The need for a benevolent fund for members of the dental profession was first identified in 1856 by Samuel Lee Rymer. An article, in the forerunner to the British Dental Journal, in 1873 publicly promoted the proposition to the profession. However it was not until the early 1880s that any serious discussions took place.
In August 1883 Lee Rymer saw his dream become a reality when the first meeting was held in his hometown of Plymouth. A Management Committee was appointed under the chairmanship of (Sir) John Tomes and the Fund began. The Committee were made up of members of the profession, many representing branches of the BDA.
The first help
The first help was given – £116 in grants were given to 8 beneficiaries including;
- A dentist who has broken down in health, with a paralysed wife and no means of support, unable to work at his profession.
- A widow with seven children and no means what so ever. Two of the children are being educated and provided for at Orphan Schools, and the widow is being trained in an occupation that will enable her to support some of her other children
- A daughter of a deceased dental surgeon is being provided with board, lodging and education at the expense of the fund with a view to her receiving such training as will enable her to earn her own living.
The Need for a Fund
The Committee, by the time of the first Annual General Meeting in August 1884, believed they had ample proof of the need for a benevolent fund by the ‘recital’ of cases that had come to their notice in the first six months. They also noted that the rate of income at that time would prove totally inadequate to the probable expenditure. The Committee commented
‘Your Committee are most solicitous to know whether a body of men who claim to belong to a liberal and learned profession will allow the widows of their deceased brethren to remain in want and their children to grow up in ignorance.‘
Photograph of the first British Dental Association AGM. Copies were sold for 5s in aid of the Benevolent Fund.
Beneficiaries Continued to Rise
Their predictions proved correct and the number of beneficiaries continued to rise – 38 beneficiaries were being helped by 1925. The type of beneficiary helped over the years has altered: in the early years the emphasis was on retired practitioners or their widows who had fallen on hard times.
Many social policies, recommended in the Beverage Report were implemented reforming pensions, national insurance, rent and funds for family life. This didn’t initially change the remit of the charity but it was thought applications for support would decline. However that was not the case and the number of beneficiaries continued to rise.

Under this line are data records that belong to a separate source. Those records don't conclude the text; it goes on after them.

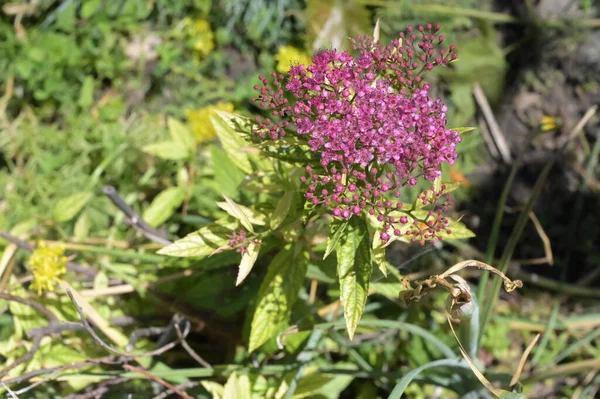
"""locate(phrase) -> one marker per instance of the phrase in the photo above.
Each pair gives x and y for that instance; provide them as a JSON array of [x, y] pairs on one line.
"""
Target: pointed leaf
[[336, 229], [203, 242], [181, 134], [245, 215], [164, 206], [67, 208], [277, 294], [281, 210], [354, 271], [233, 143], [248, 260], [169, 150]]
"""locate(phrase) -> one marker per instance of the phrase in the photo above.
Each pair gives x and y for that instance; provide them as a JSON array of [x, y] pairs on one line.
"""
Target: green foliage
[[95, 93]]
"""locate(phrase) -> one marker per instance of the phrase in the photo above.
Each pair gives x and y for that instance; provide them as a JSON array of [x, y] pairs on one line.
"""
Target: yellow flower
[[201, 35], [289, 56], [47, 264], [199, 120], [549, 123]]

BDA Benevolent Fund was registered as a charity under the new Charities Act (1960) which introduced the register of charities and gives the Charity Commission powers to investigate charities.
The Benevolent Fund formed a Ladies Guild on the lines of one already associated with the British Medical Association. Due to lack of support, it was regretfully decided to disband the Ladies Guild in 1983.
The idea of a fundraising raffle at Christmas was created, which was run annually. Originally the top prize was a car.
The Dental Science Advancement Foundation was reluctantly disbanded by its Directors who kindly gave the residue of its funds (£2787) to the BDA Benevolent Fund.
As a fundraiser, the new BDA tie was introduced in blue, maroon and grey and proved popular with BDA members, selling at the annual conference and generating funds for the Benevolent Fund. Many more items were introduced over time including sweatshirts, silk scarves, polo shirts, Christmas cards, baseball caps, diaries, umbrellas, coasters and mugs, etc.
New rules approved on 2 June 1995 came into effect and the Committee of Management became the ‘Board of Trustees’ with a slightly smaller membership and losing the position of elected members. The ‘Secretary’ became ‘Administrator’ and the option of computerised records was to be investigated.
Sally Atkinson was appointed as the Fund’s first full time administrator in March 1997 and worked for the charity until her retirement in May 2013.
A cuddly toy bear known affectionately as ‘Ben Bear’ was first sold at the BDA Conference in Torquay and subsequent events to raise funds and awareness of the Benevolent Fund.
Trustee Dr John Turner designed the present logo. He was representative for the Western Counties BDA branch and involved with the BDA Benevolent Fund for over 30 years until his retirement in 2016.
The BDA Benevolent Fund celebrates supporting dentists and their families for 125 years at the BDA Conference.
The Christmas draw was organised for the last time. During its lifetime it was run by three people; Tony Chivers for approximately 14 years; Sylvia Theaker for 10 years and Mavis Phipps for 13 years and raising nearly £800,000 in aid of the Benevolent Fund – its most successful fundraiser to date.
Vice-President, Tony Chivers MBE was a torch bearer for the 2012 Olympics, aged 92. He was nominated due his charity work, particularly for his involvement in the BDA Benevolent Fund.
A campaign was launched- ‘Be Active for the Ben Fund’, encouraging the profession to undertake fundraising activities all across the country as well as a photographic competition to help raise money and spread the word about the charity.
Changes to 'The Rules'
At the Annual General Meeting on 13 June, resolutions were put forward and unanimously agreed to; amend the Membership; update and modernise the administrative and procedural process of the Charity, and to the election and nomination of Trustees. This has been the most significant governance change to the organisation in over 30 years.